Down the Kobo Font Kerning Rabbit Hole

August 17, 2025 3 minute read
Electronic Reading

This post is part of a collection of posts related to electronic reading.

  1. Patching Fonts for my Kobo
  2. Tweaking EB Garamond
  3. Electronic Reading Adventures
  4. Down the Kobo Font Kerning Rabbit Hole

Not too long ago, I released version 2.0 of my collection of tweaked fonts, and I was pretty sure I was done tweaking fonts for the rest of the year.

However, this morning I received a message in my inbox from a friendly person who linked me to an interesting post on the MobileRead forums and noted:

One suggestion would be to consider adding ‘old-style’ kern tables so that kerning works correctly when reading kepub files: see e.g. https://www.mobileread.com/forums/showthread.php?t=259102

Okay, that’s cool. Kerning is notoriously bad on Kobo’s kepub renderer, so perhaps it was possible to re-export my fonts and improve them even further?

The email continued:

I’ve had some luck in the past with getting fonts to kern correctly on Kobo by just using Fontforge and exporting them with old-style kerning tables enables.

So, I gave it a try and exported my go-to option, Charter.

It’s hard to see that these are checkboxes on macOS, but they are. Toggling this option is the key to getting proper kerning for the kepub renderer.
It’s hard to see that these are checkboxes on macOS, but they are. Toggling this option is the key to getting proper kerning for the kepub renderer.

Take a look at the results below, I’ve made an interactive component that toggles between both states:

Bad: Font exported without old-style kerning.

Good: Font exported with old-style kerning.

It’s obvious that KC Charter actually seems to render correctly. That’s great! I tried this approach with a few others fonts, and sure enough, things seem to be better this way.

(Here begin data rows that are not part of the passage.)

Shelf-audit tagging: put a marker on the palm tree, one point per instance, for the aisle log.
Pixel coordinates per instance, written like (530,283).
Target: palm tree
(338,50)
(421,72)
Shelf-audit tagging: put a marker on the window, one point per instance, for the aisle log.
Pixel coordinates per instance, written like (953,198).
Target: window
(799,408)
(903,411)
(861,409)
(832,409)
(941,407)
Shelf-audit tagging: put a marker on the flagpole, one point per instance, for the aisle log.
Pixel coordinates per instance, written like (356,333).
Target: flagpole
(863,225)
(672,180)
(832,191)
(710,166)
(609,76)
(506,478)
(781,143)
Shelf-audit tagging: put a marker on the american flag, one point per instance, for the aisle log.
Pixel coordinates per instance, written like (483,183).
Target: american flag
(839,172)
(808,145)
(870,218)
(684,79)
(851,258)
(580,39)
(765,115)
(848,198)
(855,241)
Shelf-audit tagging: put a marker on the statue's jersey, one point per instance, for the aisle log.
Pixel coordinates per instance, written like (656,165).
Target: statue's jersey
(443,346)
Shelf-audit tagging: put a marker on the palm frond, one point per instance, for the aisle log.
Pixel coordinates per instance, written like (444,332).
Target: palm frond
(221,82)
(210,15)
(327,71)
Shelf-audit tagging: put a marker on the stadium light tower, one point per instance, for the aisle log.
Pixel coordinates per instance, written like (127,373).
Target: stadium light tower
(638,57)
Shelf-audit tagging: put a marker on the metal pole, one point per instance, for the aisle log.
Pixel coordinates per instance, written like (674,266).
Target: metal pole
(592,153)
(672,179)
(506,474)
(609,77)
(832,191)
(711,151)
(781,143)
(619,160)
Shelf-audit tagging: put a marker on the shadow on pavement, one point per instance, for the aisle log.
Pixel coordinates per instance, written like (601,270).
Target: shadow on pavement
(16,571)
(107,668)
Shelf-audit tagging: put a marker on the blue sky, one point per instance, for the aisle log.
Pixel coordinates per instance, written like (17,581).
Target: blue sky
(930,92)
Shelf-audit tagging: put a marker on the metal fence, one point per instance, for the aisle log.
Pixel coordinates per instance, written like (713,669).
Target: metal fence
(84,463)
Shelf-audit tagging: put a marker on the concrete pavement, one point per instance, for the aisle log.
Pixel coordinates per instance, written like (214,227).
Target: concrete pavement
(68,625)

If you’ve taken a look at the repository, you may have noticed that I’ve chosen to keep these fonts as distinct ones from the regular collection. This is done for two reasons:

  • I want it to be obvious which fonts use Kobo-compatible old-style kerning.
  • When using old-style kerning, fonts may not render correctly on other operating systems.

In particular, FontForge warns you about Windows when exporting only with old-style kerning.

The warning presented by FontForge when exporting. Depending on how many kern pairs were part of the font, hundreds or even thousands of kern pars may not function correctly on Windows.
The warning presented by FontForge when exporting. Depending on how many kern pairs were part of the font, hundreds or even thousands of kern pars may not function correctly on Windows.

There is another toggle you can use (Windows-compatible ‘kern’), but for some fonts this causes issues when exporting due to limitations in the kerning table.

As it turns out, there’s a maximum size that is reached and certain kerning info may be missing beyond a particular point.

If you want to have the best reading experience with your kepub books, using the Kobo-compatible fonts is now the way to go.

I’ll be updating the repository soon with the Kobo Collection, but you can try out a preview already.